Apple talks HomePod, machine learning, and recognizing that Siri trigger phrase

Apple:

The typical audio environment for HomePod has many challenges — echo, reverberation, and noise. Unlike Siri on iPhone, which operates close to the user’s mouth, Siri on HomePod must work well in a far-field setting. Users want to invoke Siri from many locations, like the couch or the kitchen, without regard to where HomePod sits.

This is both a detailed and fascinating look at how Apple uses machine learning to get your HomePod to recognize that Siri trigger phrase (which I would love to be able to change, someday.)
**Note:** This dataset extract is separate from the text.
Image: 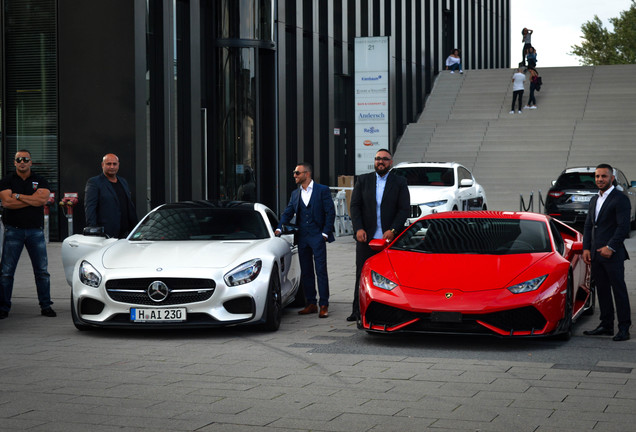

Yes, there’s a lot of detail, but if you just skip through the dense stuff, I found some interesting nuggets, like:

The corruption of target speech by other interfering talkers is challenging for both speech enhancement and recognition.

And:

When “Hey Siri” is detected, each stream is assigned a goodness score. The stream with the highest score is selected and sent to Siri for speech recognition and task completion.

And on testing HomePod:

We evaluated the performance of the proposed speech processing system on a large speech test set recorded on HomePod in several acoustic conditions:

Music and podcast playback at different levels

Continuous background noise, including babble and rain noise

Directional noises generated by household appliances such as a vacuum cleaner, hairdryer, and microwave

Interference from external competing sources of speech

Bottom line, HomePod is ever-vigilant, constantly solving, in real-time, an incredibly difficult problem, and doing it really well.